Ike, Chesapeake and stubbornness

I’ve wanted to have Mike Iaconelli on Zona’s Awesome Fishing Show for a long time, but our schedules just never jived to make it happen. So this year, when he called and said he had some time to shoot in May, I was pumped. I’ve worked with Ike a lot over the years – through good times and bad times – but I’ve never shared a boat with him.

However, there was one problem: Ike wanted to do the shoot on the Chesapeake Bay in May. I’ll say that again, just in case you missed it: the Chesapeake Bay in May.

Really?

Do you know how many smallmouth meccas I have to drive by to get to the Chesapeake Bay? Do you know how awesome those smallmouth fisheries are in May?

The Chesapeake?

Okay, the Chesapeake it would be. I wanted to shoot with Ike; he said the Chesapeake was in great shape, so that’s where we ended up going.

On the first day of the shoot, we headed to the Susquehanna Flats to fish milfoil. Ike started with a bladed jig and I started with a swim jig. We were determined to cover water with our moving baits until we found the mother lode.

He got a bite here, I got a bite there, but no mother lode was uncovered. Together we caught enough fish for a nice show, demonstrating just how proficient Ike and I were as a bladed-jig/swim jig power-fishing duo.

We planned to shoot two days, so on the second day we went back to the Susquehanna Flats with our bladed jigs and swim jigs – because, in case you haven’t detected in my tone here, Ike and I just happen to be the BEST bladed-jig and swim jig duo on earth. Believe me, if one is there, one of us is going to catch it on our moving jigs.

We started day two on a waypoint I had dropped on the first day. It was a spot where Ike had a bite the day before. And when I say “a bite” I mean just a bite.

For some reason I picked up a Strike King Rage Cut R worm rigged with a tiny 1/16-ounce weight and launched it to a suspicious looking milfoil stalk that had been bombarded with our jigs already. On the first cast with the Cut R, my line ticked then tugged a little bit and when I set the hook, a stocky 3-1/2 pounder had it. When I got the fish in the boat, it was peeing. I immediately dropped the Power-Poles. Then I looked down in the water and there was a bass in the 5- to 6-pound range staring at my trolling motor foot, in that kind of bullied up defensive posture. Then I looked up in the sky and noticed the moon was full. Also, and here comes the next clue over the head like a club: the water temperature was 66 degrees! Oh, and did I mention it was May? In the Northeast?

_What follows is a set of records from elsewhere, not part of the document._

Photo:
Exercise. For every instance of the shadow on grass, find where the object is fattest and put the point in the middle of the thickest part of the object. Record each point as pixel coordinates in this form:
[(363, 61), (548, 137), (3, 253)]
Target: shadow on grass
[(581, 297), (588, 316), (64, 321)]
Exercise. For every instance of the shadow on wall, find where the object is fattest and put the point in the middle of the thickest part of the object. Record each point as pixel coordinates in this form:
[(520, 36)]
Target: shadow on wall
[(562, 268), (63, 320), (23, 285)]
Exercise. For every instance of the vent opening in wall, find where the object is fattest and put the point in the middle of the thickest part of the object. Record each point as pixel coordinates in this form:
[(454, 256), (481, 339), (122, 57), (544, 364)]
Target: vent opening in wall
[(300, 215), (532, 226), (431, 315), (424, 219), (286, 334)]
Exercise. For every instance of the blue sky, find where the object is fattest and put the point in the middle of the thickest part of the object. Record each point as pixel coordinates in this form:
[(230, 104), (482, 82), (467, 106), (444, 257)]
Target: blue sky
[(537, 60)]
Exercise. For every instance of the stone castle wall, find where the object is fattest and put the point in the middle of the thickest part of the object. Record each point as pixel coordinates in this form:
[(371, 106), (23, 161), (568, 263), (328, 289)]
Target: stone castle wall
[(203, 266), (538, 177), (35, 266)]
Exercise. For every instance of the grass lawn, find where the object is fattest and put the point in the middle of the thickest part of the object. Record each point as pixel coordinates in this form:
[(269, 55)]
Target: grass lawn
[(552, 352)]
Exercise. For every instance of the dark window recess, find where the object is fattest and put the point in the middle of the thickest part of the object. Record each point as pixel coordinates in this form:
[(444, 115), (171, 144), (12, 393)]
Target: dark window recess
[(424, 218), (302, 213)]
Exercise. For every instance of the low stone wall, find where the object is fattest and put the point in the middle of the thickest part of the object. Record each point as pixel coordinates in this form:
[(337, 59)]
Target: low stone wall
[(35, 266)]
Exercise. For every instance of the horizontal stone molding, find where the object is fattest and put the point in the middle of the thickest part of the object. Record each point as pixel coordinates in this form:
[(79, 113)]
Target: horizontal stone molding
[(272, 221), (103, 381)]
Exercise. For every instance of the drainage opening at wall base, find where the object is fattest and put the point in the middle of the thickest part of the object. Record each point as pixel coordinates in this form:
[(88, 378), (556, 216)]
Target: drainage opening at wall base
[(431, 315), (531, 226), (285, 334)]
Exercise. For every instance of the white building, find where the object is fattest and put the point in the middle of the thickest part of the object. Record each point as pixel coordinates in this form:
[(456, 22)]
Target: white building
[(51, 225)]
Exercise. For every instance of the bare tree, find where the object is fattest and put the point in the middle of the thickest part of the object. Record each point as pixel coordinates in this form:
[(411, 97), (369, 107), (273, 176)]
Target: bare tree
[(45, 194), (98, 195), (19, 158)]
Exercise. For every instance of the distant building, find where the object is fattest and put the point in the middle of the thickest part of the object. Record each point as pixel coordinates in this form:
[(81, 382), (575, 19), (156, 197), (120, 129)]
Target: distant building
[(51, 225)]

Ike and I looked at each other and without saying a word, just shook our heads because the light bulb had just come on for both of us at the same time: the fish were spawning – big time! – and we had COMPLETELY missed it the previous day because we were TOO BUSY throwing damn swim jigs.

Once we started dead-sticking soft plastics next to milfoil stalks we absolutely demolished them – big ones too. Our best five weighed between 24 or 25 pounds and we fished RIGHT OVER THEM the first day, getting just one bite from our jigs.

Once the tide got to its lowest point, we could actually see the big, fresh, dished-out beds…right next to milfoil stalks.  

How could 70 years of combined fishing experience in one boat miss something like this? Because we were stubborn, that’s why. All the clues were there, but we were too stubborn to see them. We were bound and determined to be swim jig heroes with the trolling motor on high that first day, and we blitzed right though a milfoil field of giant bass.

My takeaways from this one folks?

  1. Stop being such a stubborn fool.
  2. Sometimes they just don’t bite the way you want them to bite.
  3. Ike, you were right about the Chesapeake – one of the best Zona shows I’ve ever shot – thanks, man.